By Yasuhiko Seki
Feb. 13 (Bloomberg) -- The yen dropped against the euro and the U.S. dollar as optimism about government efforts to revive global growth improved investors’ appetite for riskier assets, pushing up Asian stocks for the first time this week.
The yen also weakened against the Australian and New Zealand dollars after Australia’s Senate approved a A$42 billion ($28 billion) stimulus package aimed at ensuring the economy doesn’t enter its first recession in 18 years. The greenback fell for the first time in four days on speculation a U.S. report will show confidence among consumers declined in February, adding to signs the recession in the world’s largest economy is worsening.
“Risk aversion is gradually easing,” said Akio Yoshino, chief economist at Societe Generale Asset Management Ltd., citing indicators including Asian equities and the VIX volatility index, a gauge reflecting expectations for stock-market price changes index. “This should give investors less reason to buy the yen.”
The yen fell to 91.05 against the dollar at 1:02 p.m. in Tokyo from 90.94 late in New York yesterday. It slid to 117.77 per euro from 116.95 yesterday.
The Nikkei 225 Stock Average climbed 1.7 percent and the MSCI Asia-Pacific Index of regional shares rose 1.2 percent today. The VIX, a Chicago Board Options Exchange index that is used as a measure of risk aversion, fell 7.4 percent to 41.25 yesterday.
The Reserve Bank of Australia last week cut the benchmark interest rate to 3.25 percent, the lowest since 1964, after the economy grew 0.1 percent in the third quarter from a month earlier, the weakest pace in eight years.
The Australian dollar rose to 59.86 yen from 59.32 yen yesterday. The New Zealand dollar advanced to 47.65 yen from 47.23 yen late in New York yesterday.
A U.S. economic stimulus bill was headed for passage in Congress after lawmakers agreed on $789 billion to stem the recession through a mix of government spending and tax cuts.

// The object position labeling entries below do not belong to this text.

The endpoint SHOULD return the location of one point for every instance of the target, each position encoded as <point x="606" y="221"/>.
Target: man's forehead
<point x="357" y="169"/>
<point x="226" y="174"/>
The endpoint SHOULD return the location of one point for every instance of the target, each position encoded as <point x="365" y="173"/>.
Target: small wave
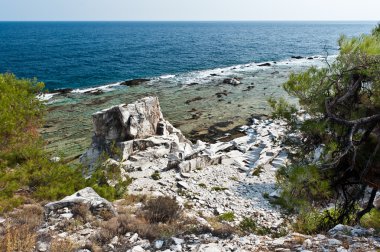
<point x="104" y="88"/>
<point x="167" y="76"/>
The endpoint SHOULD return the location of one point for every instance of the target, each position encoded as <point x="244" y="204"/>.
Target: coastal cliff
<point x="184" y="196"/>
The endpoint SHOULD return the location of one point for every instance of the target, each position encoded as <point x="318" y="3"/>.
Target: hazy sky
<point x="190" y="10"/>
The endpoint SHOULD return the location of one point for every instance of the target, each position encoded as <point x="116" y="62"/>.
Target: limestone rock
<point x="85" y="196"/>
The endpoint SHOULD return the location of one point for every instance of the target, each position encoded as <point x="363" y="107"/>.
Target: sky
<point x="188" y="10"/>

President Barack Obama’s housing plan will use government money to help reduce interest rates for struggling borrowers, while asking lawmakers to approve more ways to modify mortgages, according to a person briefed on the proposal.
“News of new home-loan aid in the U.S. also helped buoy stocks, helping ease risk-aversion,” SG’s Yoshino said.
Foreclosure filings in the U.S. surged 81 percent last year to a record 2.3 million, as home prices fell and mortgage standards tightened, according to RealtyTrac Inc. of Irvine, California, a provider of real estate data.
The Reuters/University of Michigan preliminary index of consumer sentiment fell to 60.2 in February from 61.2 in January, according to a Bloomberg News survey of economists. The report will be released at 10 a.m. in New York.
“The report could signal a change in the consumer mind-set for the worse,” said Yuji Saito, head of the foreign-exchange group in Tokyo at Societe Generale SA, France’s third-largest bank by market value. “It would be a negative for the dollar,” which may fall to 89.80 yen and $1.2950 per euro today, he said.
“The G-7 is not likely to discuss currency-market intervention,” Itochu’s Nakajima said. “Given the relatively stable dollar, the G-7 statement is not expected to single out a specific currency.”
The euro may pare gains on speculation gross domestic product contracted 1.3 percent in the fourth quarter from the previous three months, the most since June 1995 when Bloomberg began compiling the data, according to a survey of economists. The European Union’s statistics office will release the numbers at 11 a.m. in Luxembourg.
BNP Paribas forecasts the euro will decline to $1.20 and to 94 yen by the end of June.
Investors added to bets the ECB will reduce the 2 percent benchmark rate at its March 5 meeting, with the yield on the three-month Euribor interest-rate futures contract due in March falling to 1.695 percent yesterday.